[PATCH] guix: Support partial download

OpenSubmitted by Julien Lepiller.
Details
2 participants
  • Julien Lepiller
  • Ludovic Courtès
Owner
unassigned
Severity
normal
J
J
Julien Lepiller wrote on 9 Feb 2020 20:23
(address . guix-patches@gnu.org)
20200209202358.17bb4a39@tachikoma.lepiller.eu
Hi Guix!

This patch adds support for partial download of fixed-output
derivations. I'm not very confident it can be pushed as-is, and it has
some shortcomings.

First, I make sure that the guix daemon will not remove previously
failed attempts when trying to build something again, when that is a
fixed-output derivation. Then, I add a Range HTTP header when
performing an HTTP fetch; this ensures that we only query for the part
we don't already have, and append it to the target file.

If a partial download fails, the same mirror/url is tried again, but
the partial file is removed first, ensuring we do a complete fetch this
time around. If that failed too, we try with the following url. If we
only perform a complete fetch, we proceed as usual. The next url will
be a partial fetch if there is already something locally.

The use-case is: I have a very unreliable wifi currently and when
downloading a big source (or substitute, but this patch doesn't address
that use-case), the connection is sometimes dropped in the middle and i
have to fetch everything from scratch. With this patch, the download
resumes.

Some issues that might need to be fixed: progress only shows for the
rest of the file, it would be nicer if it could start again where it
was before (say the connection dropped at 34%, then the progress bar
should start from 34%). When there are at least two urls it goes like
that: fetch a partial file, connection drops. Remove the file and try
again, connection drops. Go to the next mirror, fetch a partial file.
The first mirror restarted the download from the beginning, but we'd
like it not to, and skip to the following mirror instead. When there is
a hash mismatch, the file is fetched twice on a further attempt.
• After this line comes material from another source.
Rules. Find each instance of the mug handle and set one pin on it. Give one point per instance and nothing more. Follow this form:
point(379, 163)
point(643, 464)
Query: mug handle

When testing locally with guix build -S ghostscript (and running the
daemon from ./pre-inst-env), the download went fine. Cancelling it in
the middle and restarting it did continue the download instead of
starting again, which is nice :).

However, with that daemon there was a lot of new builds required to run
guix environment guix as my user (and nothing was substituted, which
is weird), whereas with the system's daemon, there was nothing to
build. Maybe there's something fishy in that patch...
From 332793b7f29ea68ac9a1af22e3d1c4745200da7e Mon Sep 17 00:00:00 2001
From: Julien Lepiller <julien@lepiller.eu>
Date: Sun, 9 Feb 2020 19:47:27 +0100
Subject: [PATCH] guix: download: Add partial download support.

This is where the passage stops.